Una vera e propria "emergenza" per la figlia dell'ex premier, Marina Berlusconi, che nel rammaricarsi per la sconfitta del referendum di marzo - "un'immensa occasione perduta per il nostro Paese" - invita la politica a non accantonare il tema. "I nodi da sciogliere sono tanti - sottolinea -, a partire dall'assenza di una vera responsabilità civile dei magistrati". Norma, quest'ultima, che proprio ieri è stata chiesta a gran voce da Forza Italia nel corso di un vertice di maggioranza in via Arenula e che la Lega si dice pronta ad approvare entro fine legislatura. Con l'archiviazione, la sesta dalla prima iscrizione nel 1996 di Silvio Berlusconi e Marcello Dell'Utri, cade il teorema investigativo secondo cui le stragi mafiose del 1993 a Firenze, Milano e Roma fossero state ispirate allo scopo di favorire l'affermazione di Forza Italia e l'ascesa di Berlusconi. Una "tesi insensata", per la presidente di Fininvest, che rivendica il ruolo da protagonista del padre nella lotta alla criminalità organizzata in Italia.

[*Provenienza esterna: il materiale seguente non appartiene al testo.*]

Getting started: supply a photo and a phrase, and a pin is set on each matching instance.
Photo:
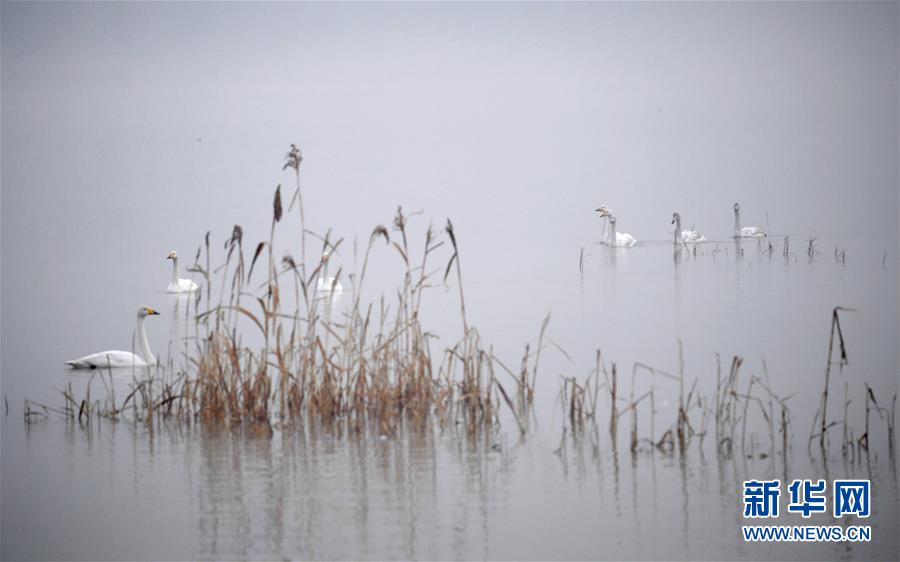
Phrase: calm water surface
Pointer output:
(191, 491)
(130, 129)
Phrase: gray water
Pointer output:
(131, 130)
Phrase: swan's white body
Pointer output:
(326, 284)
(746, 231)
(118, 359)
(604, 223)
(177, 285)
(687, 236)
(619, 239)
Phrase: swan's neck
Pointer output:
(144, 343)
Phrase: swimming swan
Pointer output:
(619, 239)
(326, 284)
(177, 285)
(604, 223)
(685, 235)
(117, 359)
(747, 231)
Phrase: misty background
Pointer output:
(514, 120)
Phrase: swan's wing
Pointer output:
(182, 286)
(114, 358)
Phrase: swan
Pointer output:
(326, 284)
(747, 231)
(122, 358)
(686, 235)
(619, 239)
(604, 223)
(177, 285)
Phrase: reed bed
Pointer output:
(736, 400)
(269, 351)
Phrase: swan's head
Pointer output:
(145, 311)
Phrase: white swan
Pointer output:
(688, 236)
(604, 223)
(326, 284)
(747, 231)
(177, 285)
(619, 239)
(122, 358)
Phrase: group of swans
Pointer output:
(124, 359)
(610, 237)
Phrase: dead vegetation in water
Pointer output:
(736, 399)
(278, 355)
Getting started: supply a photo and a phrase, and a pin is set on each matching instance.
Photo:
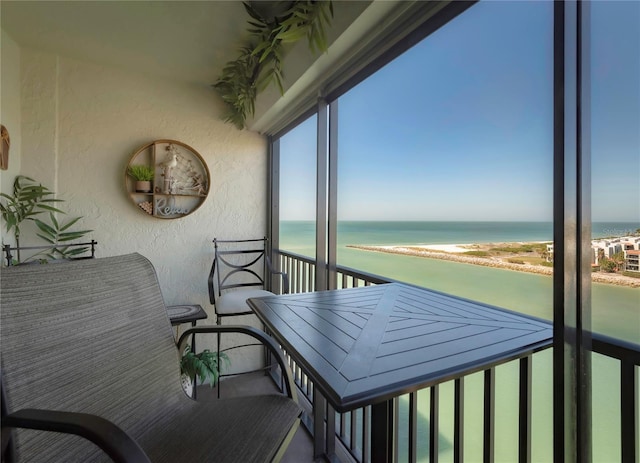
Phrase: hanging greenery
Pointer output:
(260, 63)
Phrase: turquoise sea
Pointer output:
(615, 312)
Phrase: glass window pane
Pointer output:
(298, 189)
(615, 173)
(447, 152)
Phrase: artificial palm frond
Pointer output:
(260, 63)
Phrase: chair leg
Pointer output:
(219, 322)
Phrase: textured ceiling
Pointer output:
(185, 40)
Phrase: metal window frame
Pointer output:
(571, 219)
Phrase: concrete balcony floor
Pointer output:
(300, 449)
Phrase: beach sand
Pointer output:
(456, 253)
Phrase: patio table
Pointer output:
(365, 346)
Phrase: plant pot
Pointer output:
(143, 186)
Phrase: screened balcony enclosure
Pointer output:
(450, 130)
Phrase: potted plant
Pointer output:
(203, 365)
(143, 175)
(29, 200)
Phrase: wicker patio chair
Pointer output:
(88, 353)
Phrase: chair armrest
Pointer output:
(106, 435)
(255, 333)
(285, 277)
(212, 291)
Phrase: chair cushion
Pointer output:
(235, 302)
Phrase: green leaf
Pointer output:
(45, 228)
(46, 238)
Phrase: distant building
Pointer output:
(632, 260)
(605, 249)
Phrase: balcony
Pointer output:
(420, 415)
(83, 87)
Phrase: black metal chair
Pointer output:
(239, 271)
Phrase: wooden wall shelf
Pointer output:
(181, 179)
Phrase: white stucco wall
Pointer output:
(81, 122)
(10, 108)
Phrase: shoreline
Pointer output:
(455, 253)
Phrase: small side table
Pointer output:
(188, 313)
(179, 314)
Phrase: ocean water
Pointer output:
(615, 312)
(615, 309)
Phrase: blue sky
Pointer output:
(460, 127)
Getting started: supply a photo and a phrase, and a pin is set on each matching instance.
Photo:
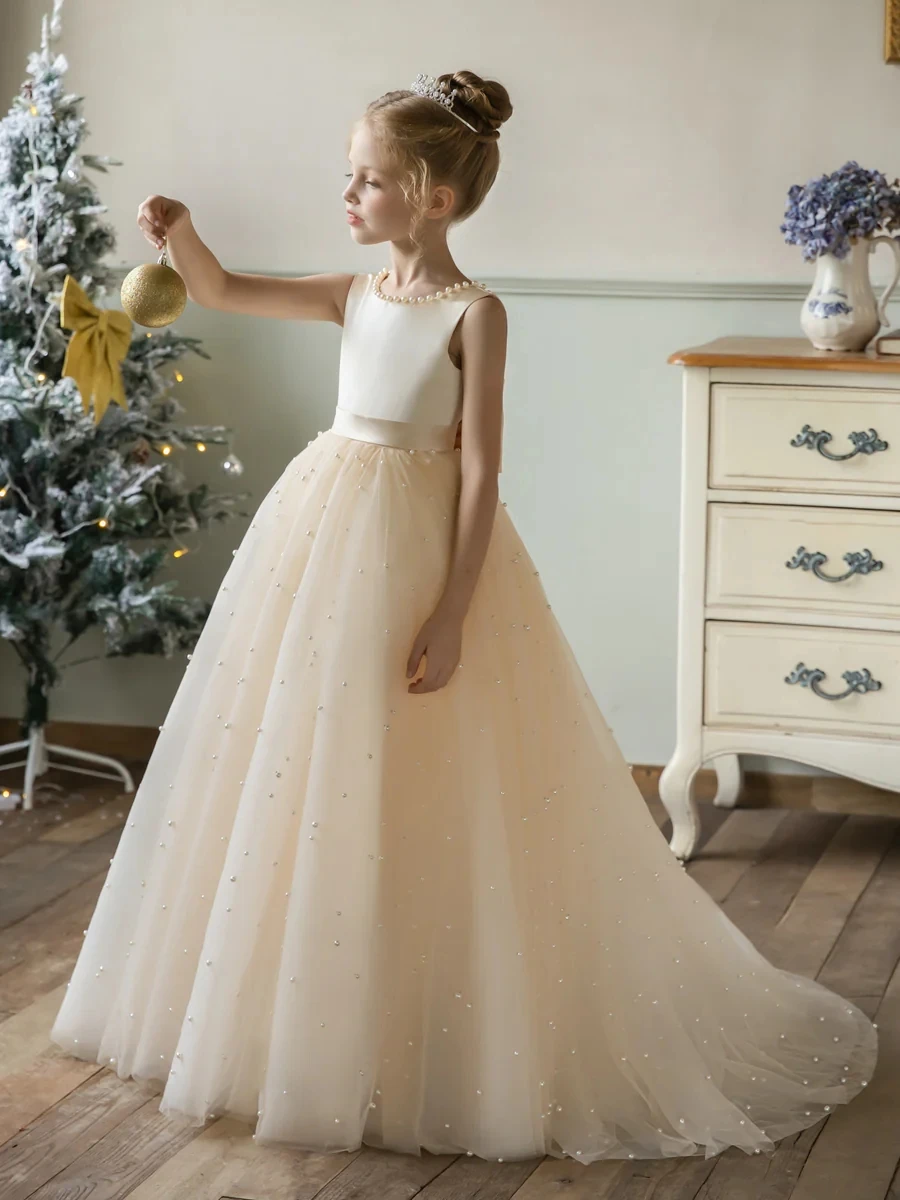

"Anni di sospetti, insinuazioni e campagne di delegittimazione - sostiene - hanno prodotto solo una montagna di carta straccia, sia in tribunale, sia nelle redazioni di certi giornali", per le quali per altro "è stata spesa inutilmente una quantità enorme di soldi pubblici", aggiunge la sorella Barbara Berlusconi. "Non è un'archiviazione in più o in meno, ma purtroppo" il fatto che "ci si allontana sempre più dalla verità vera. Noi sappiamo che manca ancora un 10%, i famosi mandanti a volto coperto. Fin dal 1994, i magistrati che indagavano dichiaravano tranquillamente che non poteva essere stata solo la mafia a fare queste stragi", si rammarica Luigi Dainelli, presidente dell'Associazione tra i familiari delle vittime della strage dei Georgofili. Per la premier Giorgia Meloni, che avrebbe avuto una conversazione telefonica con Marina Berlusconi- si racconta in ambienti parlamentari - le cinque pagine del decreto di archiviazione confermano invece "una verità storica e giudiziaria incontrovertibile: l'assoluta inesistenza di rapporti tra Silvio Berlusconi e la criminalità organizzata". "Per trent'anni, insieme a lui, un'intera comunità politica, composta da milioni di italiani che esprimevano liberamente il proprio voto - aggiunge - è stata ingiustamente posta davanti al sospetto infamante che il consenso raccolto nelle urne poggiasse su finanziamenti mafiosi o dinamiche illegali".

Dubbio che "non aveva fondamento allora e non lo ha oggi". "Altro che mandanti occulti. Di inquietante e occulto c'è solo l'azione di quella parte di magistratura che ha usato false accuse, che già si smentivano da sole, come una clava politica cercando di riscrivere la storia della nostra democrazia", rincara la dose il leader di Forza Italia, Antonio Tajani, che punta il dito contro "la lentezza con cui si è arrivati a questa conclusione", e il "disgustoso l'accanimento con il quale si è cercato di neutralizzare politicamente il fondatore di Forza Italia e il suo partito". E osserva come sia "incredibile che una decisione presa il 15 gennaio diventi pubblica soltanto adesso". Una tempistica che stupisce anche Marina Berlusconi: "se l'esito fosse stato opposto - si domanda -, per leggerlo sui giornali ci sarebbero voluti cinque mesi o sarebbero bastate cinque ore, se non cinque minuti?".